Ivy League Administration Reacts Quickly to Ivy League Sexual Harassment Charges
Posted on | April 5, 2011 | 13 Comments
“Because the budget is so last week,” Wombat snarked in sharing the headline this morning:
White House targets sexual assault on campus
Wombat and other readers can be forgiven for wondering why this issue suddenly popped to the top of the administration’s agenda. But then again, we can’t afford to send our kids to Yale University and don’t usually read the New York Times, which reported last week:
A group of 16 people who filed a Title IX complaint against Yale University last month said on Thursday that the federal Department of Education had launched an investigation to review Yale’s policies for dealing with sexual harassment and assault cases.
The group, which includes current and former students, noted an episode in October when they said members of the fraternity Delta Kappa Epsilon marched around chanting misogynistic and sexually derogatory slogans.
On Thursday, the group said the school’s “inadequate response” failed to eliminate a “hostile sexual environment on campus,” which violated the federal gender-equity law Title IX.
See? Our nation’s elite do not spend $49,800 a year to send their daughters to a world-class university with the expectation that their girls will hear crude chants from the Dekes. This urgent issue has been boiling under the surface since October, when the Yale Daily News reported:
Delta Kappa Epsilon brothers shouted offensive chants as part of a pledge process on Old Campus Wednesday night.
The Women’s Center deemed the actions “hate speech” and “an active call for sexual violence.”
Around 9:30 pm, students were seen chanting, among other things, “No means yes, yes means anal.”
The students, some of whom were blindfolded and being led in a line with their hands on each others’ shoulders, were also heard chanting “My name is Jack, I’m a necrophiliac, I f— dead women.”
Our Ivy League president (B.A., Columbia ’83, J.D., magna cum laude, Harvard Law ’91) is keenly attuned to the concerns of students, parents, alumni and faculty at the nation’s elite universities.
And he was never a Deke.
So forget about Libya, forget about the budget, forget about everything: The executive authority of the United States will now devote its legal and administrative resources to ensuring that no Ivy League coed ever has to hear fraternity pledges chanting obscenities.
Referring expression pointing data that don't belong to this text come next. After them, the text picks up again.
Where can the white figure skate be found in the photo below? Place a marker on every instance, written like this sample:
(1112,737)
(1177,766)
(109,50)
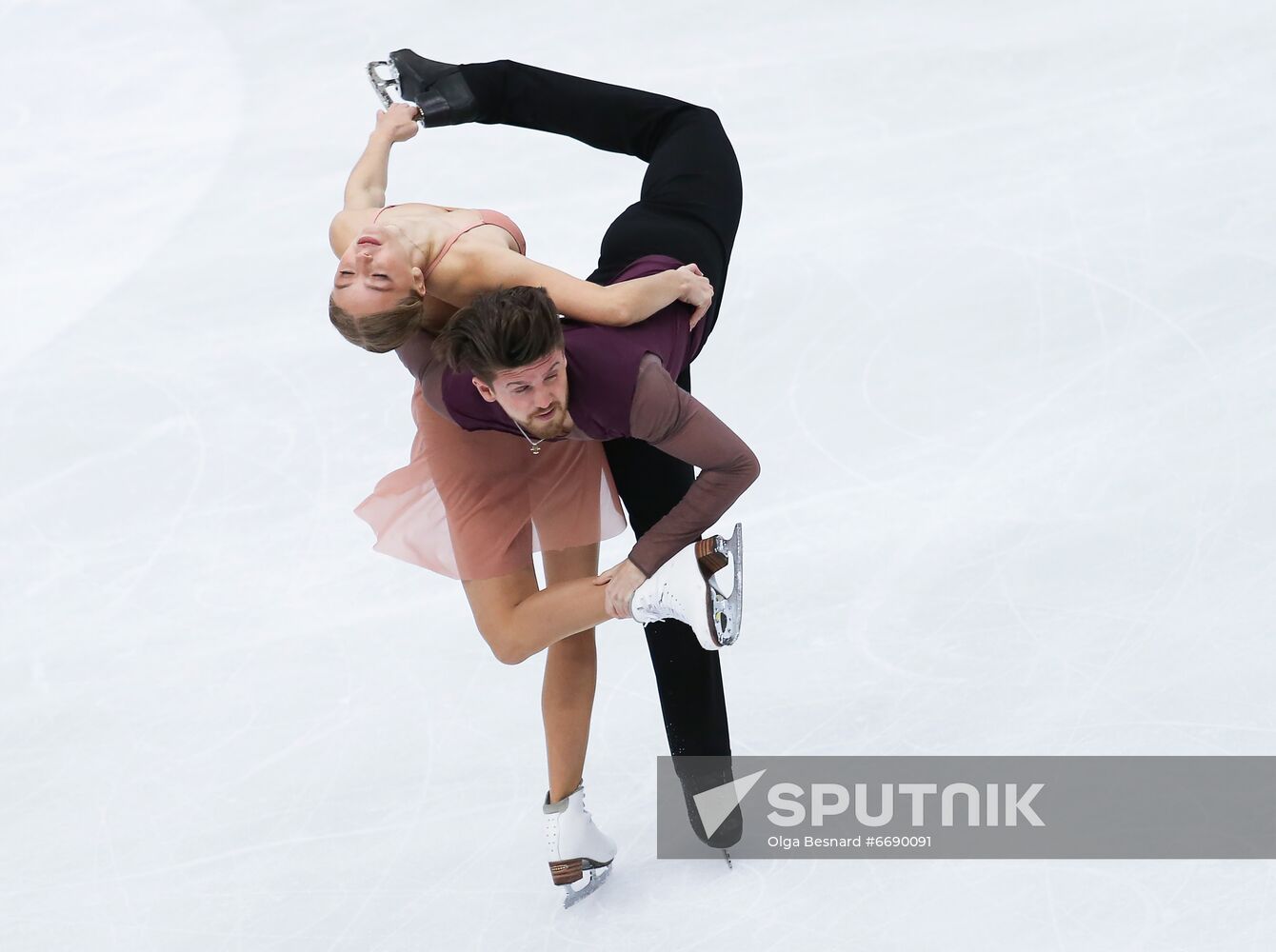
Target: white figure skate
(576,846)
(686,588)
The only hope for the Yale Dekes? Eric Stratton’s historic defense of Delta Tau Chi at Faber College:
Ladies and gentlemen, I’ll be brief. The issue here is not whether we broke a few rules, or took a few liberties with our female party guests — we did. But you can’t hold a whole fraternity responsible for the behavior of a few, sick twisted individuals. For if you do, then shouldn’t we blame the whole fraternity system? And if the whole fraternity system is guilty, then isn’t this an indictment of our educational institutions in general? I put it to you, Greg — isn’t this an indictment of our entire American society? Well, you can do whatever you want to us, but we’re not going to sit here and listen to you badmouth the United States of America.